Efforts to repeal and replace the Affordable Care Act (ACA or “Obamacare) have been unsuccessful thus far. Although the House passed the “American Health Care Act” in May, the Senate did not pass their companion bill, the “Better Care Reconciliation Act.” However, efforts to repeal and replace the ACA are far from over, and CSC is concerned that several mechanisms may undermine the ability of individuals to access comprehensive, high-quality, timely, and affordable health care coverage.

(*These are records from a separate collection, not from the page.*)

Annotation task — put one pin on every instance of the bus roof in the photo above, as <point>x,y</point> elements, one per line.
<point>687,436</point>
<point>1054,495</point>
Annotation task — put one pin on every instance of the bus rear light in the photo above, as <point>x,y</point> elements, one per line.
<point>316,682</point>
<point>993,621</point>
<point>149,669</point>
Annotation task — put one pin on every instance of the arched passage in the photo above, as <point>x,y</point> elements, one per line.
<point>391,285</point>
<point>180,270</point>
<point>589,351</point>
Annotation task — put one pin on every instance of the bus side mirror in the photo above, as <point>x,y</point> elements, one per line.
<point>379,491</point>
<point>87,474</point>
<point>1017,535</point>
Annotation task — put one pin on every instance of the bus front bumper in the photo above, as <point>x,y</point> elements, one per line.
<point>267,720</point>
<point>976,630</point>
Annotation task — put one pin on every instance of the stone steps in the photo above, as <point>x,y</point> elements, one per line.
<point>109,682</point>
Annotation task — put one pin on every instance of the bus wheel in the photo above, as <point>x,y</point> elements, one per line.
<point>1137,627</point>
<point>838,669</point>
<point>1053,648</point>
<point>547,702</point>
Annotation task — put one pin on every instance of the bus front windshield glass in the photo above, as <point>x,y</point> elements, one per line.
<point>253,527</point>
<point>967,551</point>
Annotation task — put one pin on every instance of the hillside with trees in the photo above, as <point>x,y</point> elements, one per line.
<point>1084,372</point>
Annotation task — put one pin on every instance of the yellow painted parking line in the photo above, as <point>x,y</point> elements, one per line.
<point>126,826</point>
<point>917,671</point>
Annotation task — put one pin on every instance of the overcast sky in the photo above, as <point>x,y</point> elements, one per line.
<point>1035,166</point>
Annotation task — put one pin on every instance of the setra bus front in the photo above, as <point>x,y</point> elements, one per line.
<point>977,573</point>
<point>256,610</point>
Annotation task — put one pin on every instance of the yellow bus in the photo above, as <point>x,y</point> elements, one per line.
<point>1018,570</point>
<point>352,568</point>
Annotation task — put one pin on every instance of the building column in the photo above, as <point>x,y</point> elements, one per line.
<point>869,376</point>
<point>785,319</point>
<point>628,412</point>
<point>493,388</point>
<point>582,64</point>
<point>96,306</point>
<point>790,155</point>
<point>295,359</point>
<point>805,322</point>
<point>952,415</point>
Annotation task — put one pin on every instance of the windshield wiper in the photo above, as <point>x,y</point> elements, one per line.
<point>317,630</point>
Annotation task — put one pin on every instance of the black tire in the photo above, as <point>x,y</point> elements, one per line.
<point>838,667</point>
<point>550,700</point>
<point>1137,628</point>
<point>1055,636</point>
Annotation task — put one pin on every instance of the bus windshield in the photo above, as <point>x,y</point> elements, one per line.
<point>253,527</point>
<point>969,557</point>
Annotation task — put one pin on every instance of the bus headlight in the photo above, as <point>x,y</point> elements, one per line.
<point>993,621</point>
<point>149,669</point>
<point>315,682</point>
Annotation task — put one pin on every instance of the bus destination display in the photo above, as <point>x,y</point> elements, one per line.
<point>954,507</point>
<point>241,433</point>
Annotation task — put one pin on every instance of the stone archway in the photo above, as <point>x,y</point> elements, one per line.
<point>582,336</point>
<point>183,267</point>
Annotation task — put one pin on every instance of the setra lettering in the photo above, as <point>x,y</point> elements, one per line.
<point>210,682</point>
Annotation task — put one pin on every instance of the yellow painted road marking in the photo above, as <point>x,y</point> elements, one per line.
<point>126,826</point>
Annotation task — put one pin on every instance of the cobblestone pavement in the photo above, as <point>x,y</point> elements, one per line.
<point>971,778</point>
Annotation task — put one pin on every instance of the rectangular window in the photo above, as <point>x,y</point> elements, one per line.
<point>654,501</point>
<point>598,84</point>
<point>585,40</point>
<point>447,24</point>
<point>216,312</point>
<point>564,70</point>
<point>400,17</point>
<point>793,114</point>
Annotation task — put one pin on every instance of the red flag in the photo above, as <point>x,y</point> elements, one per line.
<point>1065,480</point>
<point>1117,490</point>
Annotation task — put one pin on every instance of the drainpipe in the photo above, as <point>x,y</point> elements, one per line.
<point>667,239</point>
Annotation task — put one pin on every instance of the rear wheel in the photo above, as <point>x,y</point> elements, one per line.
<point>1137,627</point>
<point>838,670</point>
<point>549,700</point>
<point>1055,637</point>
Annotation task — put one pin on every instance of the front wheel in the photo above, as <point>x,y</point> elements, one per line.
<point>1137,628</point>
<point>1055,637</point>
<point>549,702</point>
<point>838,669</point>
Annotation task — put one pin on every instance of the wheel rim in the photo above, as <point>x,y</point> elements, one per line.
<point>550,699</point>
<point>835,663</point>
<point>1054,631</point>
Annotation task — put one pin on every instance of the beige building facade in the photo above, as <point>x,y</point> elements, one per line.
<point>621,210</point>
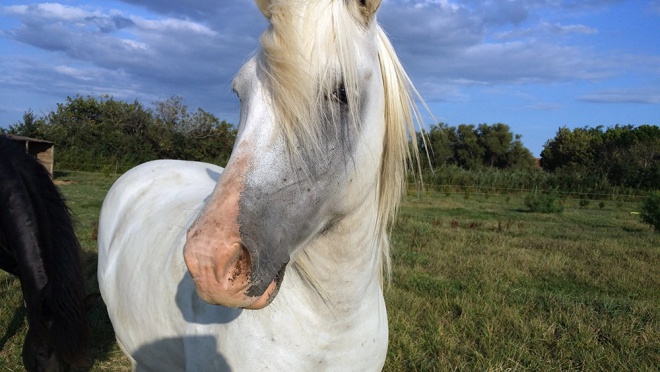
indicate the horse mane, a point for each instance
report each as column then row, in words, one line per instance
column 62, row 300
column 301, row 72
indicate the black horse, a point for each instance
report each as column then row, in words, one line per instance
column 38, row 245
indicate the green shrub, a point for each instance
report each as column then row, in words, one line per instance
column 651, row 210
column 547, row 202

Public Awareness of Health Care Options

The health care marketplace, where individuals can purchase health insurance coverage, is the foundation of the ACA. The marketplace will be open for new enrollees to purchase insurance, or current enrollees to make changes to their coverage, beginning November 1, 2017 and ending December 15, 2017. However, the Centers for Medicare and Medicaid Services (CMS) recently announced significant cuts to enrollment assistance, outreach, and education funding. This includes navigation assistance as well as funding for advertising. This means that people who aren’t paying close attention to health care policy details, or individuals in hard-to-reach populations, won’t have access to vital information that will help them to enroll or update their health care coverage. Further, with the ongoing debate about health care, there is also public confusion about the status of the ACA, making this outreach even more critical.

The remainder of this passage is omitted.